In an effort to change the narrative, policy makers introduced the word “recession.”
Recessions are simply a part of the cycle in our economic system. There are four stages of the cycle: expansion, peak, contraction, and trough. Then the cycle begins anew.
While a recession is technically two negative quarters of GDP, it needs to be a significant decline in economic activity across markets.
Following the negative growth of GDP in the first quarter of this year, the possibility of recession is on many people’s minds. The latest consumer surveys by the University of Michigan have fallen sharply, driven by high inflation. Housing starts and retail sales are beginning to slow.
Many other data points suggest a recession is not imminent. The State Coincident Index by the Philadelphia Federal Reserve looks at employment data across each of the 50 states. As an indicator of impending recession, signs of employment contraction are first seen in a handful of states, and then becomes evident in the majority. As the chart below shows, all 50 states as of April show employment growth.
The concern for investors is the temporary decline in stock market prices during recessions. Assuming the investor has no immediate cash flow needs or leverage on the portfolio, then the concern should dissipate.
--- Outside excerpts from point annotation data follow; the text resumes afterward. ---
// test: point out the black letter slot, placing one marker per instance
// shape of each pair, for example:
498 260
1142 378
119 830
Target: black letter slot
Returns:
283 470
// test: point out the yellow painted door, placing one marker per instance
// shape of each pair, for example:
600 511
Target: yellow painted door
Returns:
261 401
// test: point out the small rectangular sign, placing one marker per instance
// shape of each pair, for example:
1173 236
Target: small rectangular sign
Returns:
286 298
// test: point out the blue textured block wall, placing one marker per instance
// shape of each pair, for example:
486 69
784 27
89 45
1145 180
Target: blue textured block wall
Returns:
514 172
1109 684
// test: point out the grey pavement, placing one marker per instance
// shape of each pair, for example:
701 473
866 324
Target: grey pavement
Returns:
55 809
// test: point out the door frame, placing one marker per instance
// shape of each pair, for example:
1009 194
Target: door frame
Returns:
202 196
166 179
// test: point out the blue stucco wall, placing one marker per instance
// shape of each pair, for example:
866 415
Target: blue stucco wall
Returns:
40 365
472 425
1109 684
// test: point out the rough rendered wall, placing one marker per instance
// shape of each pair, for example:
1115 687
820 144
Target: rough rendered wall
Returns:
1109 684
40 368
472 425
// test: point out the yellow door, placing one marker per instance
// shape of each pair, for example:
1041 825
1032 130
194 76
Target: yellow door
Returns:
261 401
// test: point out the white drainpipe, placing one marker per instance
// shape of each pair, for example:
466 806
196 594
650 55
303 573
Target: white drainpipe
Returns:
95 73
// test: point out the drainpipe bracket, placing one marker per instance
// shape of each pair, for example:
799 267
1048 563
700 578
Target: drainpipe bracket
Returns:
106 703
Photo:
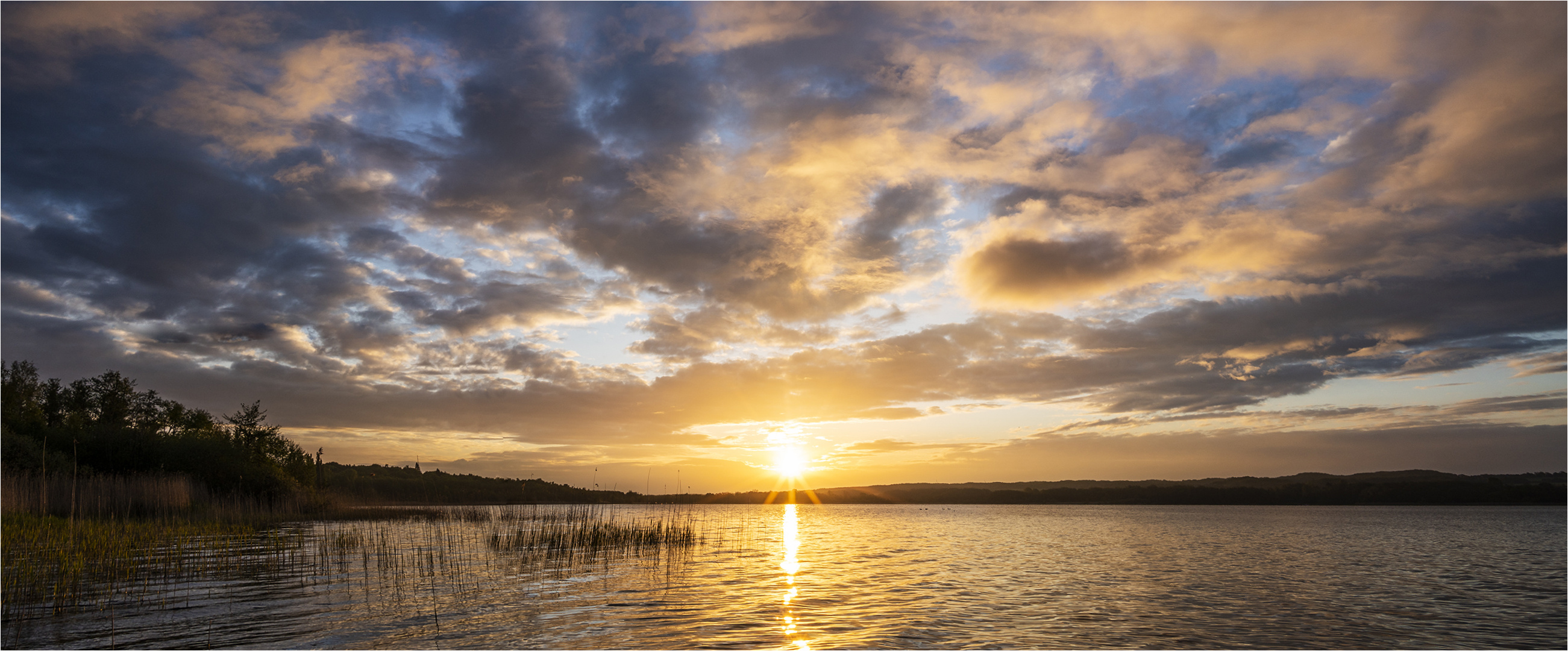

Once the economy is in a recession, it is typically old news to the stock market. In fact, markets typically bottom several months or quarters prior to a recession being officially called by the National Bureau of Economic Research. The chart below shows recessions marked in grey vertical bars. In 7 of the 8 recessions, stock prices bottomed well before the next expansion began.
This goes to the old adage, “Buy at the sound of cannons and sell at the sound of trumpets.” To those with diversified portfolios, this means buying or selling around your asset allocation targets – it does not mean going all-in or all-out.
In Thinking Fast & Slow, Nobel Prize winner Daniel Kahneman describes our brains as having two systems. System 1 reacts quickly and is useful in many scenarios. This would be investors thinking recession = time to sell stocks. System 2, on the other hand, thinks slowly, analyzing and deducing information. This would be investors thinking recession = time to buy stocks.
Of course, every cycle is unique. The current cycle certainly is on fast forward as compared to the expansion from 2009 to 2020. Unemployment is below 4%, the Federal Reserve is raising interest rates, and the stock market packed in a decade of gains in just two years. The data may be at the early stages of trending negative, but the calls for a sustained decline in economic activity may be premature.
We will invariably have a recession again. The question is whether financial plans and a durable investment process is in place to navigate to the next cycle.